Occasionally automakers ask members of the press what direction to take future products. The response is something like, "We need at least 500 hp, rear-wheel drive, a six-speed manual transmission, lots of Alcantara, and a station wagon body to hold it all." Normally automakers get this type of feedback and literally laugh out loud. Cadillac decided to build one.
Well, actually, Cadillac has built five of these beasts, known as the CTS-V Sport Wagon, so far and has plans to build, and maybe even sell, a few more by the end of the year. For those familiar with the CTS-V that debuted in 2009, not much is new here. That's fine, considering the 556-hp supercharged 6.2-liter LSA V-8 is a screamer. The blown V-8 has the power to rocket the 4390 lb wagon to 60 mph in about four seconds on the way to a 12-second quarter-mile pass. Accordingly, fuel economy is in the neighborhood of 14/19 mpg city/highway.
We were recently given a chance to ride along with Cadillac spokesman Nick Twork on a 400-mile run for all-you-can-eat chicken wings in one of the first CTS-V Sport Wagons built on the assembly line in Lansing, Michigan.
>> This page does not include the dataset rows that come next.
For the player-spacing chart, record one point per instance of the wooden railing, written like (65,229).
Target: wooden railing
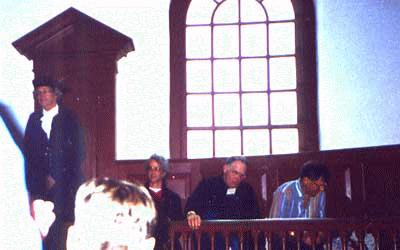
(383,234)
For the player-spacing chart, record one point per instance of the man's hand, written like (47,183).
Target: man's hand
(43,215)
(194,220)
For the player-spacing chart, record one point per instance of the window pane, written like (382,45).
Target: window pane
(198,76)
(283,108)
(285,141)
(200,12)
(226,75)
(254,40)
(279,9)
(227,110)
(198,42)
(281,37)
(227,143)
(255,109)
(198,110)
(226,42)
(199,144)
(252,11)
(255,142)
(283,73)
(227,12)
(254,74)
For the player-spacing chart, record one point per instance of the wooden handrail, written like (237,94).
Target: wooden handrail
(384,233)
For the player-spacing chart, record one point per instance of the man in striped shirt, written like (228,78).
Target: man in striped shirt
(302,198)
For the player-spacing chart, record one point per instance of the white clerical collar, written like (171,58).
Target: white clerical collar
(155,190)
(52,112)
(230,191)
(47,119)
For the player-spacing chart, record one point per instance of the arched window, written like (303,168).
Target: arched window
(242,78)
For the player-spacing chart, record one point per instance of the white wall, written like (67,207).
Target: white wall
(358,72)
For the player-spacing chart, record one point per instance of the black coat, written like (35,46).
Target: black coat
(168,209)
(210,201)
(60,157)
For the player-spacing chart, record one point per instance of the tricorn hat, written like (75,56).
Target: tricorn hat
(50,82)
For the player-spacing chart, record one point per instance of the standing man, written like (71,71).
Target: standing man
(302,198)
(167,202)
(54,151)
(223,197)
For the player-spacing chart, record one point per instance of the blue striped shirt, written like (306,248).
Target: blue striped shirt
(288,202)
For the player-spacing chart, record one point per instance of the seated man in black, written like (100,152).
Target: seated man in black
(223,197)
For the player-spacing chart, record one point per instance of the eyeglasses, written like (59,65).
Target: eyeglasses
(154,168)
(43,92)
(237,173)
(321,185)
Since this particular vehicle is part of the engineering test fleet, we weren't allowed to drive it. A glance at the g-meter in the instrument panel revealed peak lateral acceleration well past 1.0 g in each direction, so we can confirm someone has been driving this car hard. Although our car was equipped with a six-speed automatic, Cadillac also allows buyers to order a six-speed manual transmission.
In some respects, going for a 400 mile highway slog in a CTS-V Sport Wagon is a waste of several hours in a high-performance automobile. But the reality is a car like the CTS-V is just as good on a long trip as it is blasting through a sweeping turn with smoke billowing from its rear wheelwells. The Recaro seats offer great adjustability and support, and even the rear seat was reasonably comfortable for a long stretches. Cadillac's Magnetic Ride Control makes for a very tolerable ride over Michigan's broken pavement. It would be a great compromise between sport and touring tuning for the suspension, except there is no compromise -- the car fits either role equally well. A few days before this trip, we piloted a CTS coupe over some of the same stretches of interstate and much preferred the ride quality in the CTS-V Wagon to that of the standard coupe.
Not surprisingly, the CTS-V Sport Wagon, painted in a generic silver color with few details to distinguish it from a standard CTS Wagon, didn't attract much attention from other drivers unless it was blasting off from a stop. One young guy in a BMW 328i coupe noticed the car and felt the need to rocket past us. With less than half the Cadillac's horsepower, we aren't quite sure what the BMW driver was trying to prove, but we were happy to have someone up ahead to attract the attention of the local smokeys.
At our destination, the CTS-V Wagon drew lots of attention from friends around the table. One fellow diner used to sell Cadillacs, and immediately asked Twork how the brand plans to actually sell the V Wagon. After a combined total of 299 chicken wings, the group decided the V Wagon is the coolest car nobody will actually buy. The only way to make it cooler (and possibly less desirable to general consumers) would be to add rear-facing third row seats, like those found in Mercedes-Benz's E350 4Matic Wagon. Ironically, Mercedes used to sell an E63 AMG Wagon with the signature third row seats, but demand in the US proved to be too low to bother offering the revised E63 AMG Wagon in the States.
Hopefully Cadillac finds enough buyers to keep the CTS-V Sport Wagon in production. When you consider the ridiculous class of high performance SUVs and crossovers that have hit the streets lately (BMW X6 M, anyone?) the CTS-V Sport Wagon seems positively logical. Even if the V Wagon fails miserably in showrooms, it will be an exciting footnote for the few brave souls who buy them. We certainly look forward to driving this car once it reaches production.